I’ve stolen that title from Jess, who has written another great piece over at My Path to Mommyhood
As a couple who couldn’t have kids, I sometimes wish we did more “thumbing our noses at the situation”, as Jess describes it – like going out for dinner in the middle of the week just because we can. I was always very defensive with mums when they moaned about how hard parenting was:
You don’t get an unbroken night’s sleep? I haven’t had one since I was 18!
You never go out? Try a full-time office job and see how it saps your midweek motivation!
You can’t even have a dump on your own? Try a lifetime of silence without any kids at all!
I suppose between the lines I was screaming “Don’t you get that I couldn’t have kids?”. I was pickled in self-pity; it got tiring: all it achieved was an impasse between me and people that I genuinely liked. But when you’re raw, it is hard to listen to that stuff from parents. And just as I marinated myself in misery in those days, I think that competing to have the most tortuous homelife can often turn into a sport for some parents.
It’s hard for them to appreciate that someone might crave the chaotic routine that they currently find onerous; that the uncanny, perennial quiet of a house without children might not be a welcome luxury for some.
Now, as a resolved childfree person, I am more circumspect. My attitude just changed at some point.

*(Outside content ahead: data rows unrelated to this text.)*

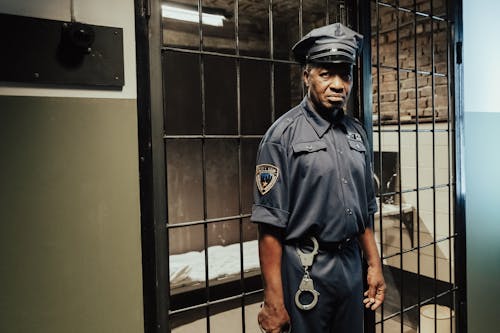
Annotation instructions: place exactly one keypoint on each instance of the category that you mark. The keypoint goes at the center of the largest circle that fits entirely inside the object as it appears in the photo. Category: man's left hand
(375, 294)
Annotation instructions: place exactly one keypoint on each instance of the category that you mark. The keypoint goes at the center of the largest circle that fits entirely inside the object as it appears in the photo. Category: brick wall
(396, 36)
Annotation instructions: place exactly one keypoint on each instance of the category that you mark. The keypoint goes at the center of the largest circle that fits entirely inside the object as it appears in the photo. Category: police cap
(331, 43)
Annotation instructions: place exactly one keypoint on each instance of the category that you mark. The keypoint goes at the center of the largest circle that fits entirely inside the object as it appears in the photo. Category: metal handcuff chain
(307, 284)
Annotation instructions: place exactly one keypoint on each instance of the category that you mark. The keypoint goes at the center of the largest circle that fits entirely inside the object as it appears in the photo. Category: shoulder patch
(266, 176)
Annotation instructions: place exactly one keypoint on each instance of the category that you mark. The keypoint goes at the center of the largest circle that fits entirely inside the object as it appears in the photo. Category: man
(314, 200)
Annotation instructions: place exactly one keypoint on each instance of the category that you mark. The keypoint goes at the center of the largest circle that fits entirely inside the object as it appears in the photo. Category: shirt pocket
(308, 147)
(357, 145)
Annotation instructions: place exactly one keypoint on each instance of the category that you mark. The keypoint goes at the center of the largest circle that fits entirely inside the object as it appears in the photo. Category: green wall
(70, 255)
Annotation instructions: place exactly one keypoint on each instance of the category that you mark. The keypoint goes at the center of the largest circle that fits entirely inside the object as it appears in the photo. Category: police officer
(314, 200)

And to be fair, my parent friends never made stereotypical assumptions about my having some kind of louche, libertine lifestyle. And several of them go out much more than I do – compared to one particular mate with three kids under thirteen, I am an agoraphobic hermit. Some mums read voraciously, some childfree people don’t read at all. These things don’t seem to depend on whether you have children or not, in my experience.
I no longer obsess, as I used to, that my life should be bigger, better and more impressive just because I failed to produce children. I see that parenting is bloody hard; I see what responsibilities and outcomes parents hold in their hands.
Anyhow, like Jess, I’m still careful about using that loaded clause “because I don’t have kids”. In my case, it’s because I’m leery of implying that I might have advantages that they don’t have: I don’t want to encourage a stand-off. And there might still be a tiny, hurt voice in the back of my head – a hangover from the pity-party days – that refuses to fully concede that there are silver linings to my situation.
As Jess says, I don’t want to overglamourize not having kids and the freedom it brings, but I do still want it to be known that you can have a “lovely, full life” without them.
Honestly, it’s probably time to just own it.
Parents (hopefully) get rewards back for the sacrifices they make in raising children.
We have to make our own recompense for the things we have given up or lost, and we shouldn’t really be reticent about that, should we?